Below is a FANTASTIC link to Williamsburg oil colors' blog with a short, technical article about the supposed problems of using lead whites with cadmiums, vermilion (if you've been a student of mine, I misled us on this one!) and ultramarine colors in oil painting are not true with modern materials and production! Hooray! Now if we were only to hear it was edible... Yeah, won't happen. Handle lead-based paint with care.
http://www.williamsburgoils.com/blog/?p=150#comment-5259
I buy most of my artist colors from NaturalPigments.com, and they have excellent videos on each white they make and sell. I highly recommend the company and watching the vids.
Lead white (Cremnitz White or Flake White) has amazing qualities, and the marvelous thing is, depending on the carrier medium or oil, the texture will be different.
Do you want really stringy, ropey white (think Dutch masters)? Short, stiff paint? quick drying? Almost transparent? Yes, you can get whites just the way you want them.

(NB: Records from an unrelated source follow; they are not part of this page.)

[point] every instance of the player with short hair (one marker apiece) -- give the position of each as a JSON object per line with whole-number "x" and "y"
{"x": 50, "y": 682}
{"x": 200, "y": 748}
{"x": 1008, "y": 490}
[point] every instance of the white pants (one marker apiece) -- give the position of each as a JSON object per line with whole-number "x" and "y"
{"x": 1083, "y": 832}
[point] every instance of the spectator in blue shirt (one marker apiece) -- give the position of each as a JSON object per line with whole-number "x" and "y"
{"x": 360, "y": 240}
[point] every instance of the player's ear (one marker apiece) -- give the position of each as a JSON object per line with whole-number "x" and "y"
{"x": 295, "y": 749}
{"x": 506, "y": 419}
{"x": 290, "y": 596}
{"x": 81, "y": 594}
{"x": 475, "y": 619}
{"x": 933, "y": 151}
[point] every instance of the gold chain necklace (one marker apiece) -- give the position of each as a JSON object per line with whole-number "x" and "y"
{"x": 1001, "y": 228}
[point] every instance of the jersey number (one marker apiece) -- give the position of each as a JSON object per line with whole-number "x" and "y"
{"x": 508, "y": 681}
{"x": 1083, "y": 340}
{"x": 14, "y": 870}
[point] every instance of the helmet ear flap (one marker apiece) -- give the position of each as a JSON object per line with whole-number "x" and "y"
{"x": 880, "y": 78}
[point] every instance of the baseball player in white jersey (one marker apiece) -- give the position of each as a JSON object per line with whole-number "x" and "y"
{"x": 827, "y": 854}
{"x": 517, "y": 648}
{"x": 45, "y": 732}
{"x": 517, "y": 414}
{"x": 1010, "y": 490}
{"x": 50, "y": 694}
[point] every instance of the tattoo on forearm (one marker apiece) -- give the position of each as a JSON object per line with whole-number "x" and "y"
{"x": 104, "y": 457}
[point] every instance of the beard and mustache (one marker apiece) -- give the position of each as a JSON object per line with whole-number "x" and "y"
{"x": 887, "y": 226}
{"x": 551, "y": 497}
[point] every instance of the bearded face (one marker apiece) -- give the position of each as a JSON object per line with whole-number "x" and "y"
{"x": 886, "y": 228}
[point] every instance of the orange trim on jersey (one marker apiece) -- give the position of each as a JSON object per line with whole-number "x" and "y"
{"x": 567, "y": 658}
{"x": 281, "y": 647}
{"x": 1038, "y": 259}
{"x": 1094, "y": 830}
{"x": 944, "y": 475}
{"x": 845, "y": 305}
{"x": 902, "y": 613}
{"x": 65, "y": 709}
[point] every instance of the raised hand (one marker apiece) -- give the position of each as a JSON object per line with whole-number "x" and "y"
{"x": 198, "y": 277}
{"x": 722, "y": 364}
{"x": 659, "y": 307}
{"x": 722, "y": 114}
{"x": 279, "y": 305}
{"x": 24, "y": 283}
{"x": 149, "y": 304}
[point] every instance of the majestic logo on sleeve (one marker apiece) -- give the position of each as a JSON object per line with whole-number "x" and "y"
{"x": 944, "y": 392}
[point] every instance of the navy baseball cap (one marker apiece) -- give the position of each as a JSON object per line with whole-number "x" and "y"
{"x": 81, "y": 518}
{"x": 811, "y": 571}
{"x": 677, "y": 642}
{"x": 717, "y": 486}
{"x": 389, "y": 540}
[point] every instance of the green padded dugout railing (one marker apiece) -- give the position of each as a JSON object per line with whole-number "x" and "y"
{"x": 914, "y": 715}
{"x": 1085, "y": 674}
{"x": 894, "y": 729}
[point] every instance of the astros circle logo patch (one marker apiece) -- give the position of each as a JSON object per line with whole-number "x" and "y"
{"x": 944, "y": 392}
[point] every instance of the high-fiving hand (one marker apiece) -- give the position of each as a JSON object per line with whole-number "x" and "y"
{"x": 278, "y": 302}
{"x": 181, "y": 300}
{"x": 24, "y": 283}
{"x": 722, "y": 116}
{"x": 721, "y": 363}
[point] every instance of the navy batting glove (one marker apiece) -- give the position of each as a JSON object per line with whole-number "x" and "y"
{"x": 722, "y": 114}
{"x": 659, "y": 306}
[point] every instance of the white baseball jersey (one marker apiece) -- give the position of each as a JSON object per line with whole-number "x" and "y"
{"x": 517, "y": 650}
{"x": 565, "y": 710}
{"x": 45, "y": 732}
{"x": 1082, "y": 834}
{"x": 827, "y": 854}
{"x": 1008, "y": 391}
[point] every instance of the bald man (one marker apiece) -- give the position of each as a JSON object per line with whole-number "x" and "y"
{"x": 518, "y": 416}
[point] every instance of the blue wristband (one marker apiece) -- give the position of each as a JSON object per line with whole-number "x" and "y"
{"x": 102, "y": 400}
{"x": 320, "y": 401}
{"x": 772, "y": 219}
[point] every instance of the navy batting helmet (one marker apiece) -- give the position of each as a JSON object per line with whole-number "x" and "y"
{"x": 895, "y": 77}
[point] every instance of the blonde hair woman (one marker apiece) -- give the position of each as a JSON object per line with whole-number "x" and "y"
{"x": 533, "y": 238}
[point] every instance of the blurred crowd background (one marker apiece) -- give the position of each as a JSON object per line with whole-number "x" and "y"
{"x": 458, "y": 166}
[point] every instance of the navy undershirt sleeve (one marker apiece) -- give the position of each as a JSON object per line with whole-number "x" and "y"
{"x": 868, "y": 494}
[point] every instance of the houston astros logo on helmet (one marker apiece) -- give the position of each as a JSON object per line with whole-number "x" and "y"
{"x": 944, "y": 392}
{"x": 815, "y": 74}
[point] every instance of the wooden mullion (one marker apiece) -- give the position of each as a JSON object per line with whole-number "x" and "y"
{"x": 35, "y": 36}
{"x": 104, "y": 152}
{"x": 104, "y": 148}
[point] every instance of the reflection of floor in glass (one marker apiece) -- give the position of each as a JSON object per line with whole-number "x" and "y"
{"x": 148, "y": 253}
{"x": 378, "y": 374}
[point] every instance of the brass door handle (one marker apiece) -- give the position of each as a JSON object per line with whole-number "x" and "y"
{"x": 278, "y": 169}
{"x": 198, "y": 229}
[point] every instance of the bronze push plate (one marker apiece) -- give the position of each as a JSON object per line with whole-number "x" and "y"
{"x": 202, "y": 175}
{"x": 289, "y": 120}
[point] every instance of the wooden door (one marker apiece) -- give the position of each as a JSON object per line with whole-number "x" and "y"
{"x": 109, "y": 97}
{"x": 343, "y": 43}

You can also get the additive elements to adapt what you chose. For example, in my cupboard I have mica powder and calcium carbonate (artist’s chalk). I also have mediums (also from NaturalPigments) which are quick-drying alkyds. I can add mica for an almost glittery sheen, calcium carbonate for transparency.
One of the amazing things about lead-based white paints is that they hold warm tints much better than Titanium White. This is incredibly wonderful when working on portraits or florals, I find.
Hopefully this helped you a bit. See my other blogpost on white paint here.
(at this point I still use lead whites and instead of pure titanium, I use Permalba. I mostly use hard substrates and the part of Permalba that is of concern is that it is a mixed white which contains zinc. Zinc is known to flake. I personally don’t worry about this. It’s not zinc on its own.)